Piotr Petrovitch Konchalovsky Russian, 1876-1956
Piotr Petrovitch Konchalovsky was a major figure of the Moscow avant-garde and a member of the Jack of Diamond mouvement. He his most famous for his "cezanian" landscape and still lives.
Piotr Konchalovsky was born in the village of Slavianka (currently Ukraine) a famous painter and musician's family. The family moved to Moscow in 1889 and became deeply involved with art scene of the 1890's. Piotr Konchalovsky grew up surrounded by famous and successful artists and naturally entered the Moscow School of Painting, Sculpture and Architecture before travelling to Paris where he studied at the Académie Julian from 1896 to 1898. He then returned to Russia and graduated from the Imperial Academy of Arts in Saint Petersburg in 1907.
Like many of his Russian contemporaries - but with impressive ease - Konchalovsky blends together the styles of different avant-gardes artists such as Vincent Van Gogh, Paul Gauguin and Henri Matisse. A major actor of the Moscow avant-garde, Konchalovsky was a founding member of the Jack of Diamond movement from 1909 (the movement was dissolved in 1917). His landscapes and still lives of that era all show the strong influence of the art of Paul Cézanne.

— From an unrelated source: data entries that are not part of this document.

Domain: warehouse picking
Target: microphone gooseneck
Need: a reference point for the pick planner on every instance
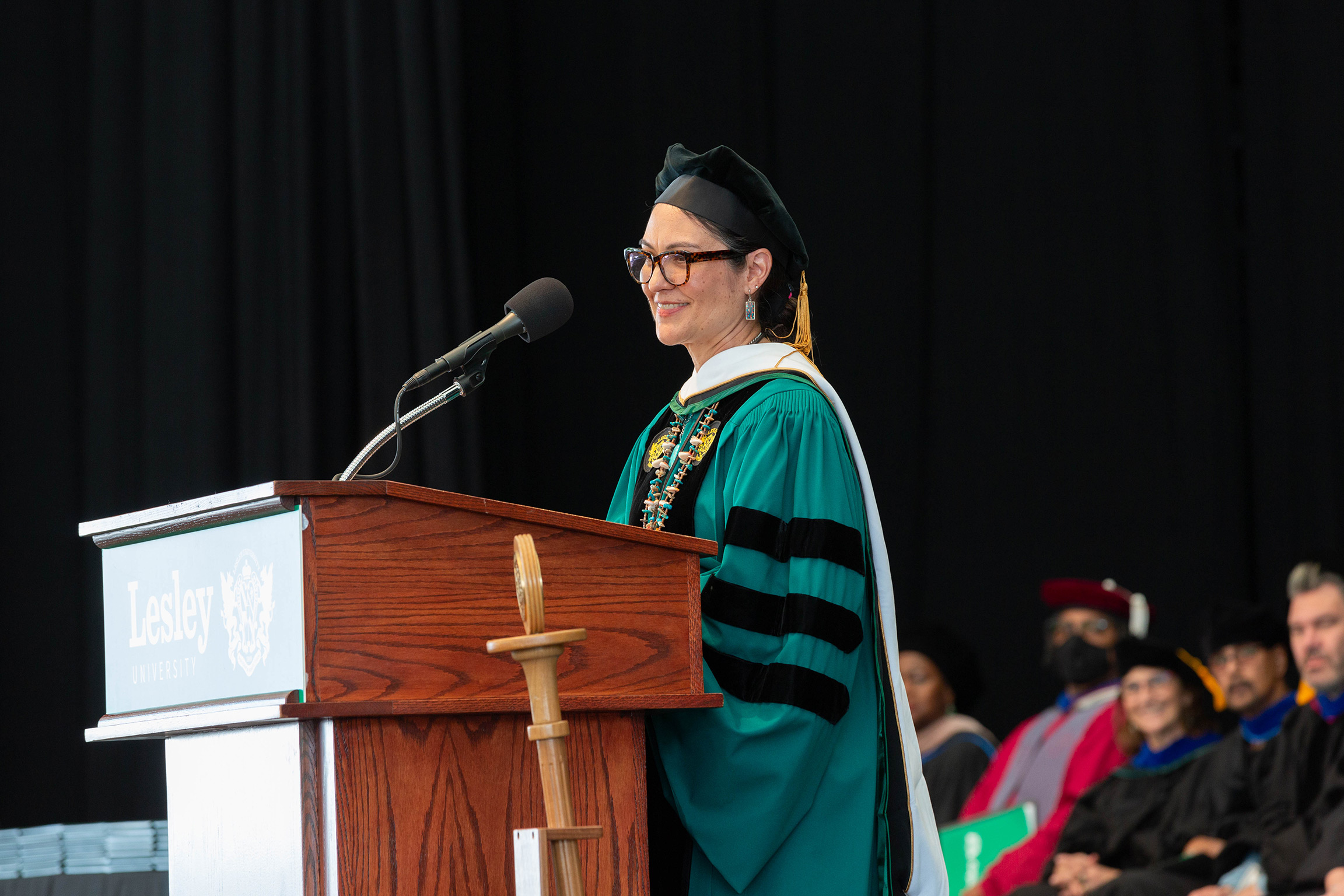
(537, 311)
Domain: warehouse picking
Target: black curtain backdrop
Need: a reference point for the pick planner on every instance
(1077, 271)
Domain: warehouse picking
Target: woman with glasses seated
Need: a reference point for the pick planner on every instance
(808, 779)
(1129, 821)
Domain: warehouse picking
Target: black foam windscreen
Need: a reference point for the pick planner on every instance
(543, 305)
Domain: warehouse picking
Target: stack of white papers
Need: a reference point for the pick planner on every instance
(160, 860)
(39, 850)
(131, 845)
(8, 853)
(86, 850)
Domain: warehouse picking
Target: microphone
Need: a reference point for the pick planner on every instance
(538, 309)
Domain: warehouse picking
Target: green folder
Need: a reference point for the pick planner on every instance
(971, 846)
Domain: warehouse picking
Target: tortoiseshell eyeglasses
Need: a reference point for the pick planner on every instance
(675, 267)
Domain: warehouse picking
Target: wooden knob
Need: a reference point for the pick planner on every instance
(527, 580)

Trees are one of Konchalovsky's favorite subjects, he depicts them in a complicated game of colors associated with simple shapes in order to create dramatical compositions. Konchalovsky defined the search for his own new artistic style in these terms: "I really aimed to create a landscape in which the trees wouldn't simply grow into emptiness, as is often the case in contemporary art, but planted into the ground so that the viewer can see their roots, like in the old masters works."